On Thu, Feb 17, 2022 at 07:56:00AM +1300, Barry Song wrote: ...
Then, there is another point: In your case, CLUSTER level still has the flag SD_SHARE_PKG_RESOURCES which is used to define some scheduler internal variable like sd_llc(sched domain last level of cache) which allows fast task migration between this cpus in this level at wakeup. In your case the sd_llc should not be the cluster but the MC with only one CPU. But I would not be surprised that most of perf improvement comes from this sd_llc wrongly set to cluster instead of the single CPU
I assume this "mistake" is actually what Ampere altra needs while it is wrong but getting right result? Ampere altra has already got both:
Hi Barry,
Generally yes - although I do think we're placing too much emphasis on the "right" or "wrong" of a heuristic which are more fluid in definition over time. (e.g. I expect this will look different in a year based on what we learn from this and other non current default topologies).

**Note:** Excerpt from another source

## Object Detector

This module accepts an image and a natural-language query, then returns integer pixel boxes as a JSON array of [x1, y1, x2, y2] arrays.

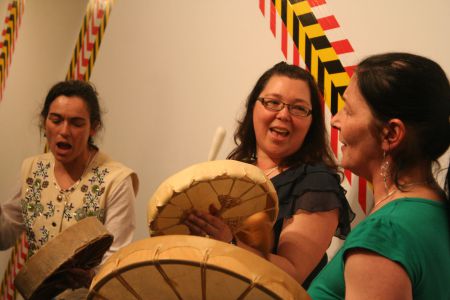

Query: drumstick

- Load Balance between clusters
- wake_affine by select sibling cpu which is sharing SCU
I am not sure how much 1 and 2 are helping Darren's workloads respectively.
We definitely see improvements with load balancing between clusters. We're running some tests with the wake_affine patchset you pointed me to (thanks for that). My initial tbench runs resulted in higher average and max latencies reported. I need to collect more results and see the impact to other benchmarks of interest before I have more to share on that.
Hi Darren, if you read Vincent's comments carefully, you will find it is pointless for you to test the wake_affine patchset as you have already got it. in your case, sd_llc_id is set to sd_cluster level due to PKG_RESOURCES sharing. So with my new patchset for wake_affine, it is completely redundant for your machine as it works with the assumption cluster-> llc. but for your case, llc=cluster, so it works in cluster->cluster.
Thanks Barry,
Makes sense as described. I did see degradation in the tests we ran with this patch applied to 5.17-rc3. I'll have to follow up with you on that when I can dig into it more. I'd be interested in the specifics of your testing to run something similar. I think you said you were reporting on tbench?